Le 70e anniversaire du Débarquement, célébré en 2014, a constitué un moment symbolique fort pour la région, coïncidant précisément avec l’arbitrage présidentiel en faveur de la réunification normande, annoncé par François Hollande quelques jours avant cette commémoration.

La reconstruction architecturale de caen et du havre par auguste perret

Après les destructions de la Seconde Guerre mondiale, plusieurs villes normandes, dont Le Havre, doivent être largement reconstruites, donnant naissance à un patrimoine architectural du XXe siècle qui s’ajoute aux strates historiques précédentes et enrichit encore la diversité du patrimoine régional.

La création de la région administrative unifiée en 2016

La division administrative entre Haute et Basse-Normandie, officialisée en 1956 par le haut-fonctionnaire Jean Vergeot dans le cadre d’un découpage national en 22 régions, reposait sur des critères davantage économiques qu’historiques : une Basse-Normandie plus rurale, soudée au massif armoricain par ses paysages bocagers, face à une Haute-Normandie plus industrielle, tournée vers Paris grâce au couloir de la Seine. Ce découpage, pourtant conçu à l’origine comme un simple outil technique de répartition des investissements du 3e plan, s’est ensuite figé dans la trame administrative française à travers les décrets de 1959-1960 instituant les circonscriptions d’action régionale.

Cette séparation n’allait cependant pas de soi.

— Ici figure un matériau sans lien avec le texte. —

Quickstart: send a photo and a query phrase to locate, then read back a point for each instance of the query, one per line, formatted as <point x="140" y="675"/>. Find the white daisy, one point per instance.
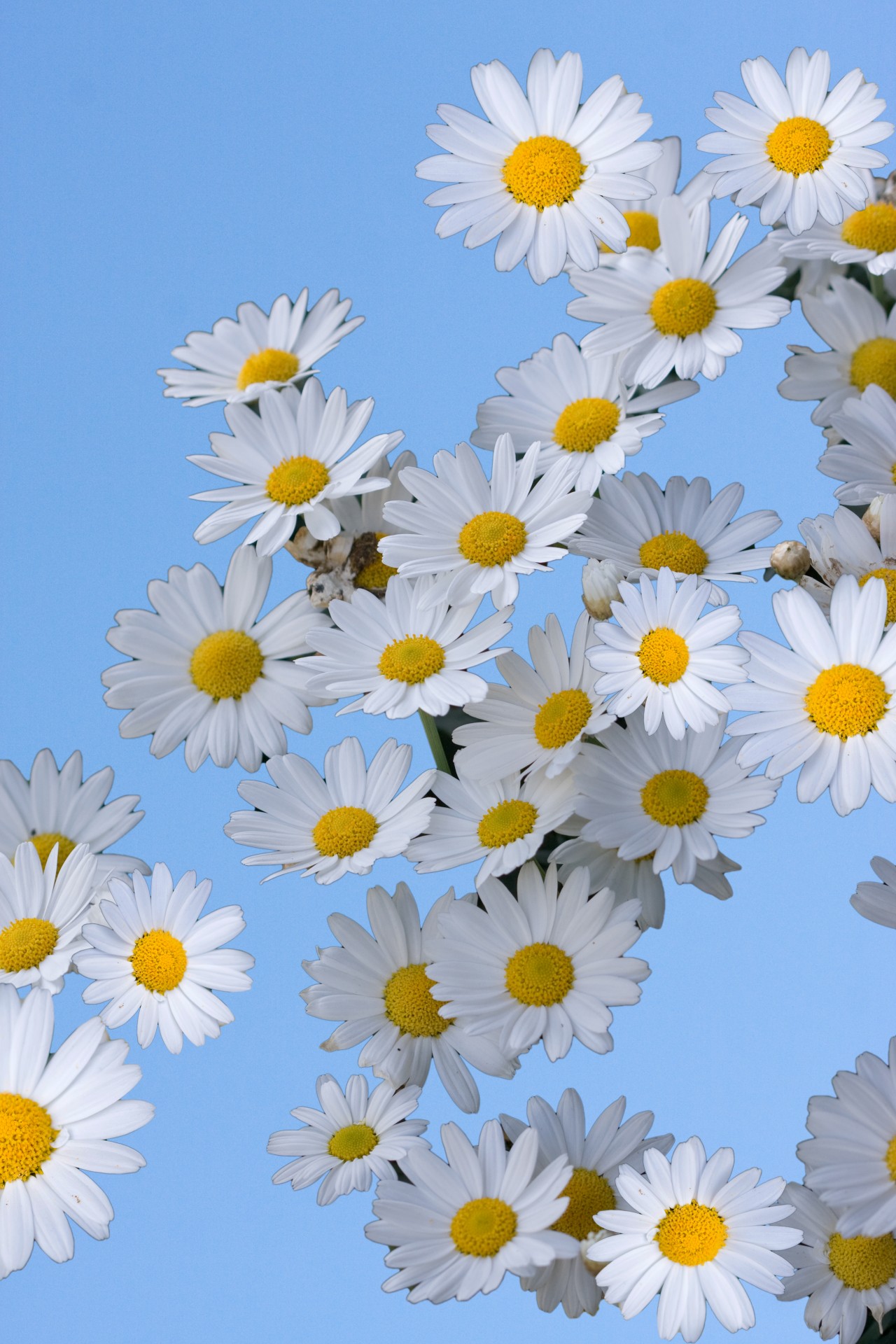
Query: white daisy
<point x="238" y="359"/>
<point x="58" y="1114"/>
<point x="574" y="407"/>
<point x="643" y="527"/>
<point x="543" y="967"/>
<point x="207" y="672"/>
<point x="843" y="1277"/>
<point x="542" y="168"/>
<point x="378" y="986"/>
<point x="850" y="1160"/>
<point x="336" y="824"/>
<point x="678" y="308"/>
<point x="456" y="1227"/>
<point x="862" y="350"/>
<point x="664" y="655"/>
<point x="539" y="720"/>
<point x="42" y="911"/>
<point x="55" y="808"/>
<point x="596" y="1158"/>
<point x="652" y="794"/>
<point x="692" y="1237"/>
<point x="477" y="534"/>
<point x="501" y="823"/>
<point x="351" y="1140"/>
<point x="825" y="702"/>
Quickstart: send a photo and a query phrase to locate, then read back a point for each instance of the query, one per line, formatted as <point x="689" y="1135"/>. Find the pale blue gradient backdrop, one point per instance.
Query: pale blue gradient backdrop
<point x="166" y="163"/>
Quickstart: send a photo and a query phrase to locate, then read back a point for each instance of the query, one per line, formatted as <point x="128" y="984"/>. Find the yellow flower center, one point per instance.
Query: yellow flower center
<point x="26" y="1138"/>
<point x="543" y="171"/>
<point x="482" y="1226"/>
<point x="343" y="831"/>
<point x="505" y="823"/>
<point x="846" y="701"/>
<point x="492" y="538"/>
<point x="159" y="961"/>
<point x="298" y="480"/>
<point x="798" y="146"/>
<point x="413" y="659"/>
<point x="226" y="664"/>
<point x="26" y="942"/>
<point x="562" y="718"/>
<point x="267" y="366"/>
<point x="410" y="1004"/>
<point x="682" y="307"/>
<point x="540" y="974"/>
<point x="691" y="1234"/>
<point x="675" y="797"/>
<point x="862" y="1262"/>
<point x="584" y="424"/>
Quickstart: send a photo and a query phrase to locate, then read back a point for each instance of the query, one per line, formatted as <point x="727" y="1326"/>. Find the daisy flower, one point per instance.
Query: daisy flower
<point x="652" y="794"/>
<point x="238" y="359"/>
<point x="577" y="409"/>
<point x="596" y="1158"/>
<point x="352" y="1139"/>
<point x="539" y="720"/>
<point x="850" y="1160"/>
<point x="42" y="913"/>
<point x="644" y="527"/>
<point x="207" y="672"/>
<point x="378" y="986"/>
<point x="797" y="150"/>
<point x="546" y="967"/>
<point x="55" y="808"/>
<point x="480" y="536"/>
<point x="336" y="824"/>
<point x="58" y="1114"/>
<point x="457" y="1227"/>
<point x="825" y="702"/>
<point x="664" y="655"/>
<point x="843" y="1277"/>
<point x="540" y="169"/>
<point x="678" y="308"/>
<point x="694" y="1236"/>
<point x="501" y="823"/>
<point x="862" y="351"/>
<point x="403" y="654"/>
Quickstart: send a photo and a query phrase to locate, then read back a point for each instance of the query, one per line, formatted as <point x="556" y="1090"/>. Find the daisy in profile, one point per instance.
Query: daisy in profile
<point x="694" y="1236"/>
<point x="156" y="958"/>
<point x="336" y="824"/>
<point x="538" y="174"/>
<point x="204" y="670"/>
<point x="664" y="655"/>
<point x="378" y="987"/>
<point x="574" y="407"/>
<point x="678" y="308"/>
<point x="352" y="1139"/>
<point x="799" y="148"/>
<point x="825" y="704"/>
<point x="644" y="527"/>
<point x="42" y="913"/>
<point x="58" y="1116"/>
<point x="55" y="808"/>
<point x="239" y="359"/>
<point x="477" y="534"/>
<point x="457" y="1227"/>
<point x="539" y="720"/>
<point x="654" y="796"/>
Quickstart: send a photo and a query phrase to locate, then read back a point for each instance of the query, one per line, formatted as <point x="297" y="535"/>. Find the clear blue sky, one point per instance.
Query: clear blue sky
<point x="164" y="163"/>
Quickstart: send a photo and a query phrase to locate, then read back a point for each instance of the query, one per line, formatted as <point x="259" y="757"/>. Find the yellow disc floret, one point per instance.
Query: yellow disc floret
<point x="226" y="664"/>
<point x="846" y="701"/>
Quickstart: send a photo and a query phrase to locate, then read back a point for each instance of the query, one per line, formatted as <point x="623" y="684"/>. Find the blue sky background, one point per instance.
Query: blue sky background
<point x="163" y="164"/>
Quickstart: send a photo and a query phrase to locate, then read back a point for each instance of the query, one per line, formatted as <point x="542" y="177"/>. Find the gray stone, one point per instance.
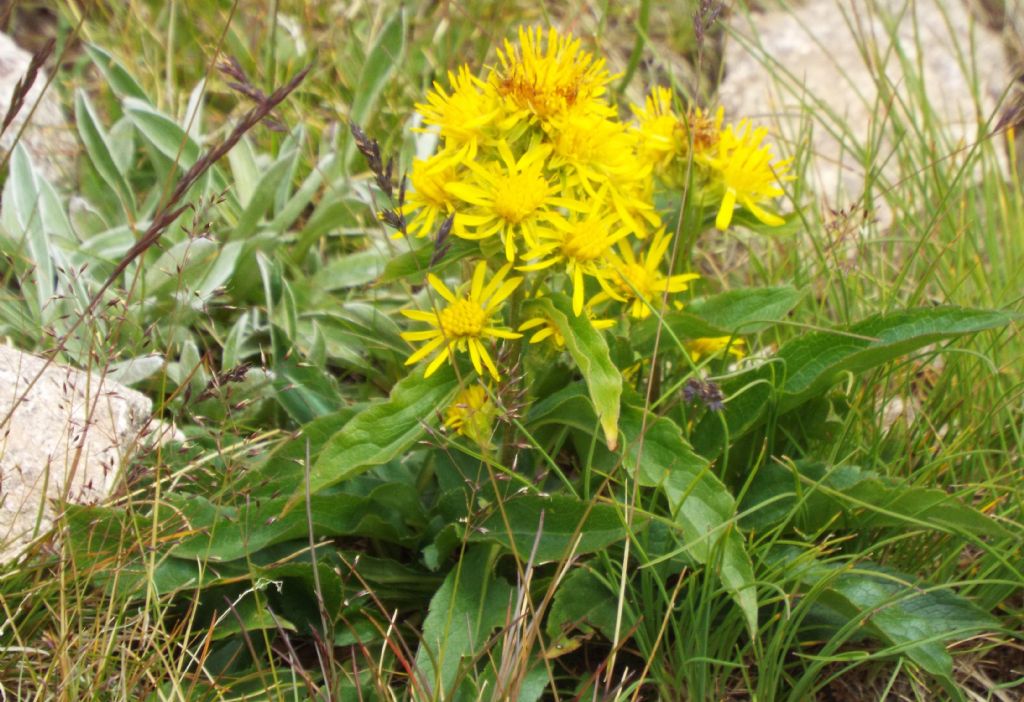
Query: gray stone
<point x="40" y="124"/>
<point x="834" y="54"/>
<point x="65" y="435"/>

Dès le Moyen Âge, les chroniqueurs Jean Cuvelier et Jean Froissart employaient déjà l’expression « Basse-Normandie » pour désigner la partie du duché proche de la Bretagne, tandis qu’au XVIe siècle, le roi instituait deux lieutenants généraux distincts, l’un pour la Basse-Normandie, l’autre pour la Haute-Normandie, la Dives formant alors la ligne de séparation entre les deux territoires. Une étude menée en 2010 auprès des élus normands a néanmoins révélé que l’idée de région à laquelle ils identifiaient leur action renvoyait très majoritairement à la Normandie tout entière plutôt qu’aux seules collectivités de Haute ou de Basse-Normandie : le toponyme « Normandie » apparaissait dans 40 % des réponses, contre seulement 11 % cumulés pour les entités administratives distinctes. Serge Antoine, le haut-fonctionnaire chargé en 1960 de revoir ce découpage, reconnaissait lui-même en 2004 :

« si c’était à refaire, je ne ferais qu’une seule Normandie »

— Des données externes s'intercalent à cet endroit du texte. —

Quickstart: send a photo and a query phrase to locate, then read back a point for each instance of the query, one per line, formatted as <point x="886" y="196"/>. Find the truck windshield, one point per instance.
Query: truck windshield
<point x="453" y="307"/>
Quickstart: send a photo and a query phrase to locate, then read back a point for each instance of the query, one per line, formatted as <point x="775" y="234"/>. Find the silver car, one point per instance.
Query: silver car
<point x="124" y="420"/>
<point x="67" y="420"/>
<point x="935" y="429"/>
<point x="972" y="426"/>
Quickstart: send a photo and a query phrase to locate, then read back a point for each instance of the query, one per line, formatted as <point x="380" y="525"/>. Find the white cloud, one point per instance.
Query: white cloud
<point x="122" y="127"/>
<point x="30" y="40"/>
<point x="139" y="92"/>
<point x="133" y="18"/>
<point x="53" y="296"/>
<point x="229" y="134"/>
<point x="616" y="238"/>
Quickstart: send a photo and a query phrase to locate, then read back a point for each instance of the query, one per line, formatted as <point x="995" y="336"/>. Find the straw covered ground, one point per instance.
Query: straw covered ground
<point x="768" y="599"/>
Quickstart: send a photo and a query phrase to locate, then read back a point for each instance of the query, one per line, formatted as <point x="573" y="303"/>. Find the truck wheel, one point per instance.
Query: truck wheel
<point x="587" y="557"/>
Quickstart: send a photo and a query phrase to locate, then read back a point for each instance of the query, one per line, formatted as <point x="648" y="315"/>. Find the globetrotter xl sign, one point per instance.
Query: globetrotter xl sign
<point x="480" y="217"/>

. Cette aspiration a fini par se concrétiser : annoncée par François Hollande en juin 2014 dans le cadre d’une vaste réforme territoriale, la fusion des deux régions a donné naissance, en 2016, à la Normandie administrative unifiée que l’on connaît aujourd’hui.

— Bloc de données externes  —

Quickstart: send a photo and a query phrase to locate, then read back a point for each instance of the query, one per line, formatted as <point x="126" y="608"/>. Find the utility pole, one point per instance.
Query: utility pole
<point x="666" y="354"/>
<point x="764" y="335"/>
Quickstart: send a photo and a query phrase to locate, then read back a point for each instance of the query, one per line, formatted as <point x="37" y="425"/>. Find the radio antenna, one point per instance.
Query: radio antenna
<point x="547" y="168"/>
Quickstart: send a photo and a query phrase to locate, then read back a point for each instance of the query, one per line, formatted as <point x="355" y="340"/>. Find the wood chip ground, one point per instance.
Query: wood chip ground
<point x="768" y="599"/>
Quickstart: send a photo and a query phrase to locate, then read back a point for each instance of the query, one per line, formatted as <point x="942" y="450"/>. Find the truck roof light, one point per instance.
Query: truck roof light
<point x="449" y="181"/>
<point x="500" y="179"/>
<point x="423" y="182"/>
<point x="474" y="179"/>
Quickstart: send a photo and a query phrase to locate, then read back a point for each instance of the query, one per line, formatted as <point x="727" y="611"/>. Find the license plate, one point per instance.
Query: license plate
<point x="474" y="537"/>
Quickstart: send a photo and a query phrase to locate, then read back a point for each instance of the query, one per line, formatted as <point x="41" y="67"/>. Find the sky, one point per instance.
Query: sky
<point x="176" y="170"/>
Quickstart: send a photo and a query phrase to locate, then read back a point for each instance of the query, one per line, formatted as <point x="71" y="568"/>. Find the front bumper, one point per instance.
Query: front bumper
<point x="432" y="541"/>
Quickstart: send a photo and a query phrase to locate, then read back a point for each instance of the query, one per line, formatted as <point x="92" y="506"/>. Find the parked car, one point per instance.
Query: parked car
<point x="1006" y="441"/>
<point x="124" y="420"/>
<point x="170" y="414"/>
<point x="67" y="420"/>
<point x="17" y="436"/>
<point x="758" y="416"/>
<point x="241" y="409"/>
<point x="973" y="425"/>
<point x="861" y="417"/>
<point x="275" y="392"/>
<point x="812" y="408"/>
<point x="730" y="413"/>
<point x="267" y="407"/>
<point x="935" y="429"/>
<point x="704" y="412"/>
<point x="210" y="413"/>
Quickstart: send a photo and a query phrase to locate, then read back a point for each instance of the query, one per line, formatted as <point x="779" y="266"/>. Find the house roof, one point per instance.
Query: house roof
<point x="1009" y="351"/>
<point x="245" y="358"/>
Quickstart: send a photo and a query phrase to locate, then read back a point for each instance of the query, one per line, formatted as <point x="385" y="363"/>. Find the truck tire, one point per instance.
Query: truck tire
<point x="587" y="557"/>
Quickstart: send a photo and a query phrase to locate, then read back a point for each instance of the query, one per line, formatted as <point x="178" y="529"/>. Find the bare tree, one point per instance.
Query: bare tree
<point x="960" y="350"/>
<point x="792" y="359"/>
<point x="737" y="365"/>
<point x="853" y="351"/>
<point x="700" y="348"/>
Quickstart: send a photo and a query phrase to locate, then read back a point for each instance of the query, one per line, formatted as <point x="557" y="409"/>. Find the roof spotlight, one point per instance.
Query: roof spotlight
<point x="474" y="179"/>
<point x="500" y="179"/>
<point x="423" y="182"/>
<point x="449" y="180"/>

Le tourisme mémoriel et les cimetières militaires de Colleville-sur-Mer

La mémoire du Débarquement, portée par les sites emblématiques du littoral normand, s’inscrit aujourd’hui pleinement dans l’identité touristique et patrimoniale de la région réunifiée, aux côtés d’autres hauts lieux comme le Mont-Saint-Michel, contribuant à faire de la Normandie un territoire dont le patrimoine, dans toute sa diversité historique, continue de façonner la reconnaissance et l’attractivité contemporaines.